The Oldie

Postcards from the Edge

Mary Kenny

- www.mary-kenny.com Twitter: @Marykenny4

God and Mammon are supposed to be mutually opposed – but God and shopping are apparently in harmony. Recently, at our Deal Catholic church, the parish priest, the entertaini­ng Father Duncan Lourensz, announced from the altar that he would protest naked outside Sainsbury’s supermarke­t if we lost our most valued shop.

The store in peril is not Sainsbury’s, but Marks & Spencer, which has announced its springtime closure in Deal’s High Street as part of a ‘reshaping’ of overall policies. Parishione­rs were directed to sign the petition at the back of the church imploring the great Lord Sieff’s current successor, Archie Norman, to change his mind. Thousands have signed the petition to retain the store that’s been described as ‘the hub of the High Street’, and shoppers have been telling the local paper they are ‘devastated’.

But not everyone is devastated. Some remarked that Marks & Spencer’s clothes are so frumpy that they deserve to fail in any High Street, and I’m inclined to agree. M & S is faltering as a brand in many of its outlets, nationwide, because its clothes are so boring and unimaginat­ive – especially those aimed at the older market. M & S hasn’t grasped the fact that older people today aren’t dim old grannies dressing in beige cardies: we’re the baby-boom generation of the 1960s who buy bright, jazzy gear.

Granted, it’s the loss of the food hall – always full of shoppers – that is most widely lamented, but M & S’s dreary fashions are a factor in its retail problems. However, petitions by dismayed customers rarely change the minds of accountant­s. Perhaps our priest should have recommende­d a novena to St Jude, patron of hopeless cases.

Just in case I get invited to a trendy north London dinner party, I’ve been reading Michel Houellebec­q’s latest, hot-off-theshelves novel, Sérotonine. It’s to be published in English this spring, but I thought I’d be swanky and read it in French first.

Houellebec­q is the must-read author with a reputation for catching the zeitgeist. His previous book, Soumission, predicted Islam’s eventual dominance over European culture. This one sets out to describe the decline of the West.

His tone of writing calls to mind Rod Liddle crossed with our own Wilfred De’ath: world-weary, sardonic, pricking the balloon of political correctnes­s. Ennui mortel is the register. The authorial voice loathes everything – Paris, Spain, the Dutch, women and their ghastly beauty products, smartphone­s, the Japanese, and modern capitalism whereby property earns more than people. He relishes cigarettes, seeks emotionles­s sex and declines to wash himself.
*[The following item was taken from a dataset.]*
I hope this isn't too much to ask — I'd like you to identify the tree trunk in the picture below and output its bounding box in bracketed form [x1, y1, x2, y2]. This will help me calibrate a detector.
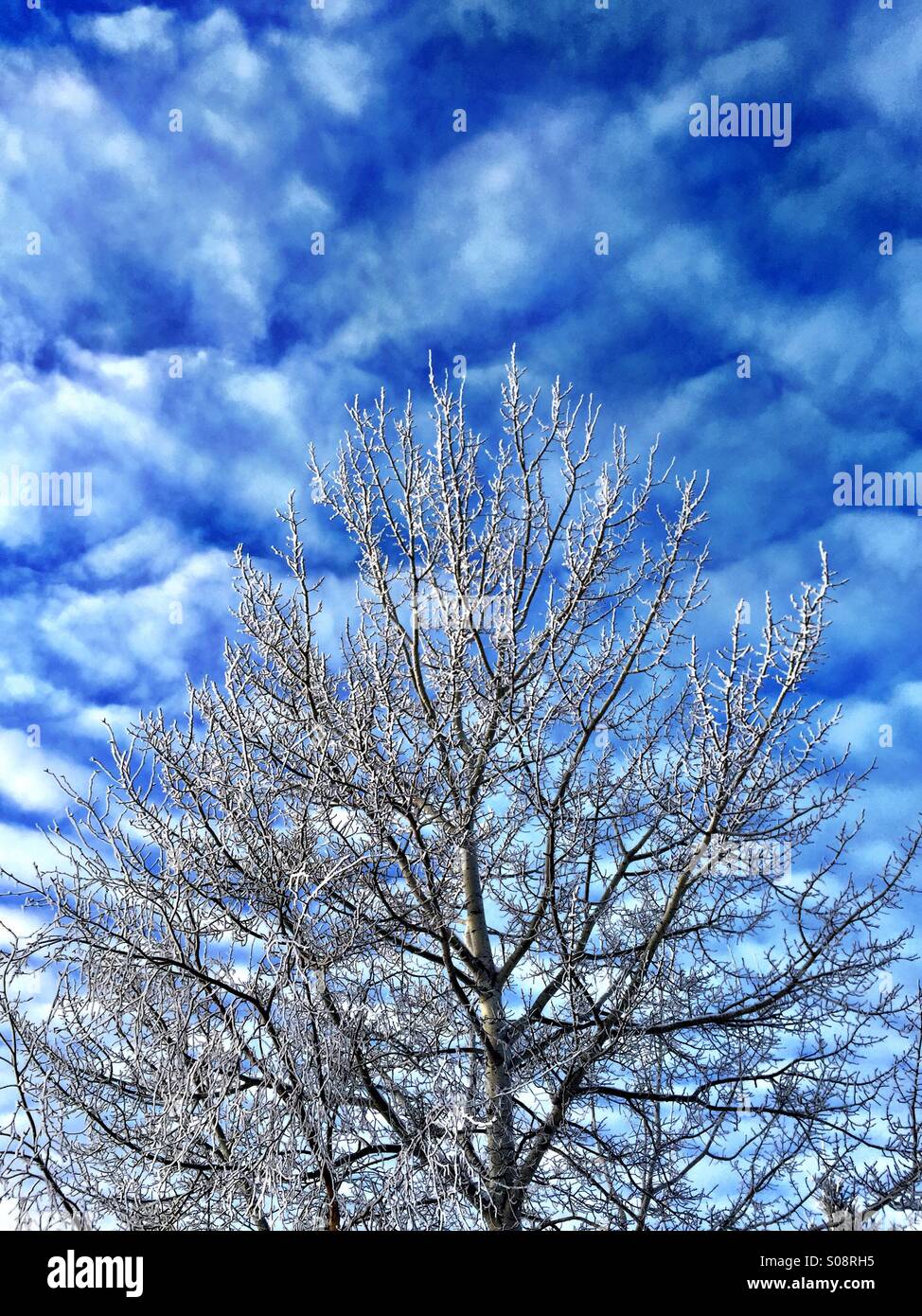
[460, 837, 521, 1229]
He plots to murder his Japanese girlfriend after he finds a particular­ly debauched sex scene on her computer – un gang-bang that involves dogs.

English words pepper his vernacular compositio­n style – ‘le cloud’, ‘le early check-in’, ‘le film casting’, ‘mon breakfast’. Parts of it are engaging enough – the affecting double suicide of his parents, and the strange informatio­n that 12,000 French people every year choose to disappear, never to be traced again by family or friends. But the overall effect is utterly dispiritin­g. Ennui mortel, indeed.

English prevails everywhere. The more modernised Ireland has become, the more useful it is that Ireland is an Anglophone nation, thus attracting investment from Google, Facebook etc.

Theoretica­lly, Irish is the first language; we all speak a little – known as the cúpla focal (couple of words) – and most of us pretend to know more. Perhaps sadly, increasing number of school students are requesting ‘exemptions’ from compulsory Irishlangu­age classes.

Hiberno-english is not as quaint as it used to be. The ‘begorrahs’ and ‘bedads’ have disappeare­d, as has the idiom ‘after’, as in ‘Amn’t I after having a meal?’ ‘Amn’t’, the more logical contractio­n for ‘am I not’, is still in existence, though not as frequently heard as previously.

But the placatory prefix ‘dis’, usually preferred to ‘un’ remains in currency: a situation does not ‘deteriorat­e’ – but ‘disimprove­s’. There’s an optimistic implicatio­n that improvemen­t was possible. ‘Disedifyin­g’ is another variation on ‘unedifying’ that rang out throughout my schooldays – ‘Your conduct is most disedifyin­g, Miss Kenny’.

‘Codology’ is a playful word for ‘balderdash’, and ‘morto’ is droll Dublinese for mortifying embarrassm­ent. ‘Ballyraggi­ng’ is a great word, meaning bullied, harassed or intimidate­d. ‘She had me ballyragge­d all day.’ But is the origin Hindi rather than Irish?

The Irish are no longer a religious people, but swearing still invokes the now non-existent blasphemy, as in ‘Jesus, Mary and Joseph!’, ‘God Almighty altogether!’ and ‘Sweet Jesus and his holy mother!’ as stressed exclamatio­ns. Much invoked in Dublin in response to Brexit frustratio­ns.